As for the special edition DVD, I find the documentary extremely entertaining, as well as enlightening. The production is good, though the effects throughout annoy beyond belief! For those of you that found that Porcupine Tree's Arriving Somewhere... DVD had annoying or distracting effects, than be cautious when you watch this one! But besides that, there are loads of laughs (really, there are), and some really interesting footage as well. Interviews reveal much about the subject matter and the conceptual work behind the music, along with footage of the band rockin' in out (not to mention some Portnoy screw-ups - always a laugh). One of the coolest aspects of the album is seeing the band (particularly Portnoy) come up with ideas on the fly (i.e. while they're recording a number), and record them instantly afterward. I'm thinking of the Queen-style vocal part in Prophets of War, when Portnoy says "Wait a minute...I got an idea, I heard something in there, lemme record it before I forget," and that recording (or a very similar one) is the one that made it on the final track. Unfortunately the street-light idea was kinda silly - nay, doinky - and I much prefer the original alum's cover.

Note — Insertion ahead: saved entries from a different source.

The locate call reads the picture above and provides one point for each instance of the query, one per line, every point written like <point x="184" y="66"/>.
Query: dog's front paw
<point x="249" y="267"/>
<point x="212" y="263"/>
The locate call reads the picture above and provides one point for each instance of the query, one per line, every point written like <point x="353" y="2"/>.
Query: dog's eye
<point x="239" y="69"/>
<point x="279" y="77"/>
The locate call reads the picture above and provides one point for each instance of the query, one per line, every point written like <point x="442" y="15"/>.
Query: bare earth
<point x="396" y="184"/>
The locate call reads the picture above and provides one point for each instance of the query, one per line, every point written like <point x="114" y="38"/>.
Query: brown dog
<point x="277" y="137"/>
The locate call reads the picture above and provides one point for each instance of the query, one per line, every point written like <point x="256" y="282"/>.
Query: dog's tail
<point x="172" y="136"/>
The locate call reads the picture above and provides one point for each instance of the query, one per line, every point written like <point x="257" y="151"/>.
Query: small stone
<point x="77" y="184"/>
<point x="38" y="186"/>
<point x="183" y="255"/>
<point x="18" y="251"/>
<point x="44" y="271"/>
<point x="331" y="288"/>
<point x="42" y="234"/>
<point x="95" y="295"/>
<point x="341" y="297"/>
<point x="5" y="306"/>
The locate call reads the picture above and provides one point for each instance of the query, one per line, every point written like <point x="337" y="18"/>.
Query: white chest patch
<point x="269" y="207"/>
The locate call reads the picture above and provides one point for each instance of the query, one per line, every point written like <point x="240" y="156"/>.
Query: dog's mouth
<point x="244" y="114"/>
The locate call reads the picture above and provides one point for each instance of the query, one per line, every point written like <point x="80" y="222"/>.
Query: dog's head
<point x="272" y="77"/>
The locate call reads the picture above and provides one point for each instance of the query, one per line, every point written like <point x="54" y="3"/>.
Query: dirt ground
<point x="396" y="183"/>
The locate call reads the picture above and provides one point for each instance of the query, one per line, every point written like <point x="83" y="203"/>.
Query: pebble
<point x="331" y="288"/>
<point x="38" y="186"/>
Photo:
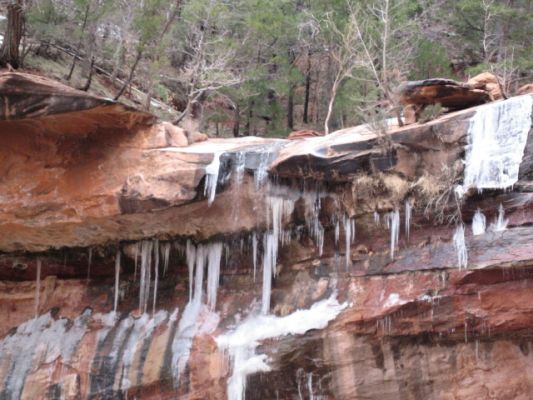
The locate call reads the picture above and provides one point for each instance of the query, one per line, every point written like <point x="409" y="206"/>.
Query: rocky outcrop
<point x="525" y="89"/>
<point x="303" y="134"/>
<point x="488" y="82"/>
<point x="446" y="92"/>
<point x="359" y="228"/>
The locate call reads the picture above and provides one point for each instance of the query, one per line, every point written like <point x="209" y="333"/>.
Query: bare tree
<point x="9" y="52"/>
<point x="210" y="63"/>
<point x="373" y="46"/>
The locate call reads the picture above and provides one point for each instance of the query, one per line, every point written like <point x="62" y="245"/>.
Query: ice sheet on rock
<point x="500" y="223"/>
<point x="497" y="137"/>
<point x="479" y="223"/>
<point x="211" y="178"/>
<point x="41" y="339"/>
<point x="459" y="244"/>
<point x="394" y="224"/>
<point x="408" y="216"/>
<point x="241" y="343"/>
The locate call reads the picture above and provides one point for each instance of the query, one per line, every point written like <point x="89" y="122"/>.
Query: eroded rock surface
<point x="411" y="323"/>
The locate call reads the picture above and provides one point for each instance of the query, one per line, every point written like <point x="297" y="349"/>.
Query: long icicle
<point x="254" y="252"/>
<point x="117" y="279"/>
<point x="89" y="262"/>
<point x="156" y="269"/>
<point x="38" y="288"/>
<point x="190" y="252"/>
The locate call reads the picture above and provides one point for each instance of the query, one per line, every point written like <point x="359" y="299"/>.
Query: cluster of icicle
<point x="151" y="252"/>
<point x="392" y="223"/>
<point x="497" y="137"/>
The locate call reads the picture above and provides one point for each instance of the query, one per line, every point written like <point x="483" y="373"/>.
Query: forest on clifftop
<point x="266" y="67"/>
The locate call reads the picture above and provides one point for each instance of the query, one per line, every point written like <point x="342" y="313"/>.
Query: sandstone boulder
<point x="526" y="89"/>
<point x="488" y="82"/>
<point x="446" y="92"/>
<point x="296" y="135"/>
<point x="165" y="134"/>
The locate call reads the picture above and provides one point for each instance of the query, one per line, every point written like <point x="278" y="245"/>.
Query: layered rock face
<point x="368" y="264"/>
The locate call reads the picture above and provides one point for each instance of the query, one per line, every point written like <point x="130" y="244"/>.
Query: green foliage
<point x="430" y="112"/>
<point x="431" y="60"/>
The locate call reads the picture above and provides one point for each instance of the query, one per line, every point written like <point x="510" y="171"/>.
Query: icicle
<point x="211" y="178"/>
<point x="460" y="246"/>
<point x="270" y="247"/>
<point x="310" y="386"/>
<point x="156" y="270"/>
<point x="201" y="258"/>
<point x="190" y="252"/>
<point x="320" y="240"/>
<point x="408" y="214"/>
<point x="117" y="279"/>
<point x="497" y="138"/>
<point x="241" y="344"/>
<point x="89" y="263"/>
<point x="337" y="232"/>
<point x="214" y="255"/>
<point x="394" y="231"/>
<point x="239" y="167"/>
<point x="500" y="223"/>
<point x="188" y="326"/>
<point x="479" y="223"/>
<point x="146" y="266"/>
<point x="348" y="240"/>
<point x="165" y="249"/>
<point x="261" y="173"/>
<point x="136" y="260"/>
<point x="254" y="252"/>
<point x="38" y="287"/>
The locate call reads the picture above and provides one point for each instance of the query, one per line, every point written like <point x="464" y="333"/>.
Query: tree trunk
<point x="130" y="77"/>
<point x="120" y="56"/>
<point x="333" y="95"/>
<point x="307" y="89"/>
<point x="236" y="121"/>
<point x="290" y="108"/>
<point x="249" y="116"/>
<point x="9" y="52"/>
<point x="149" y="92"/>
<point x="90" y="77"/>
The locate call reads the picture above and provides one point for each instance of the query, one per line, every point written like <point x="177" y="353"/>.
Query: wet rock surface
<point x="411" y="325"/>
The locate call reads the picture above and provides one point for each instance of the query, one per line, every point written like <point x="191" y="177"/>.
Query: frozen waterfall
<point x="497" y="138"/>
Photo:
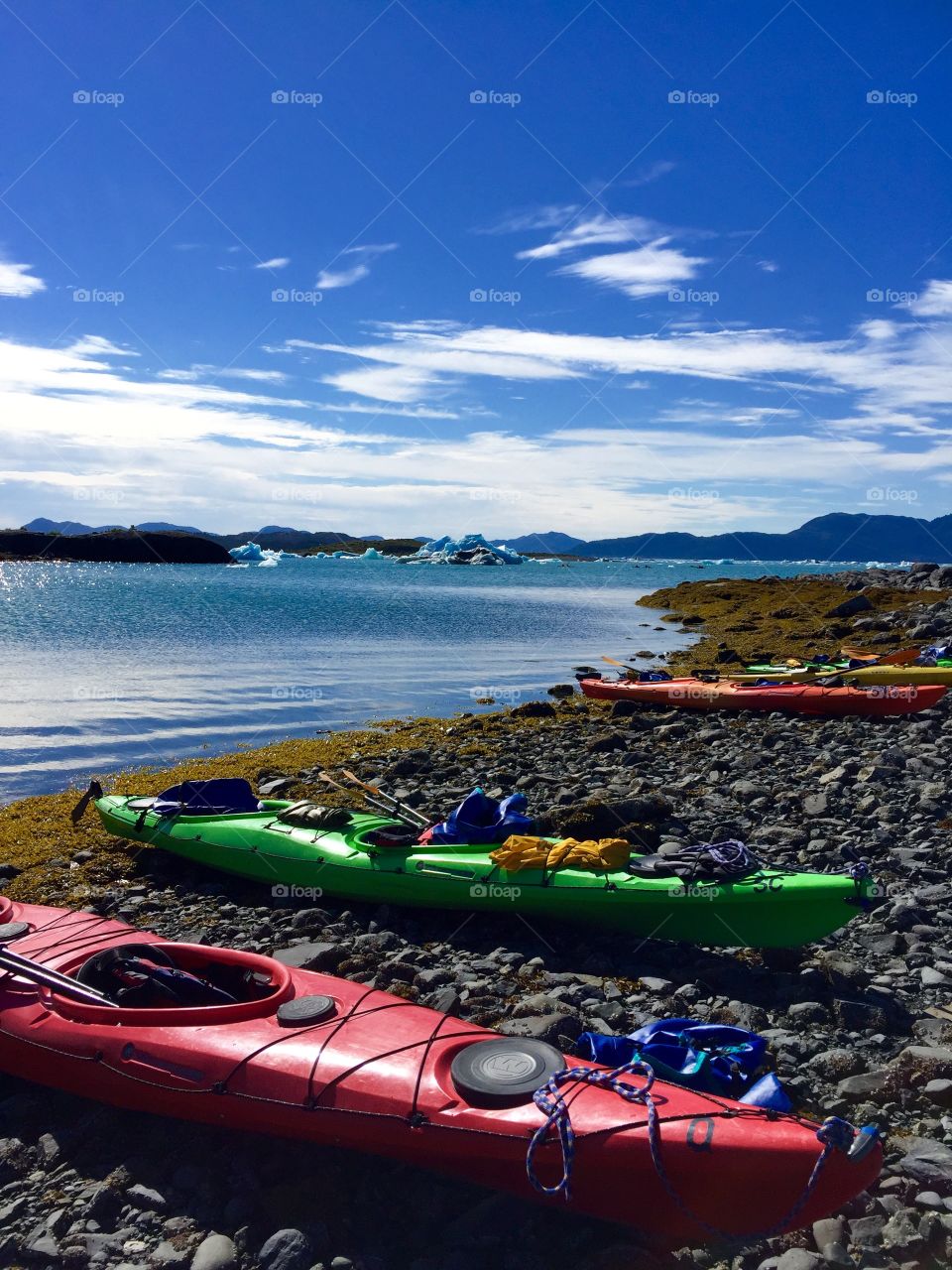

Though, since the special edition is little more than a few dollars more expensive, (and where I bought it, it was actually less expensive) it is well worth it.

So in the end, in comes down to whether or not you enjoy what Dream Theater have been doing lately. If you have never liked Dream Theater, then you will not like this. If you just don't like Octavarium, than you may or may not enjoy this. If you've been subject to he onslaught of goosebumps at the climax of Octavarium, and head banged away to Train of Thought, then this will get a clear five star in your books. For me, like I said, it's simply bland: nothing more, and probably a bit less.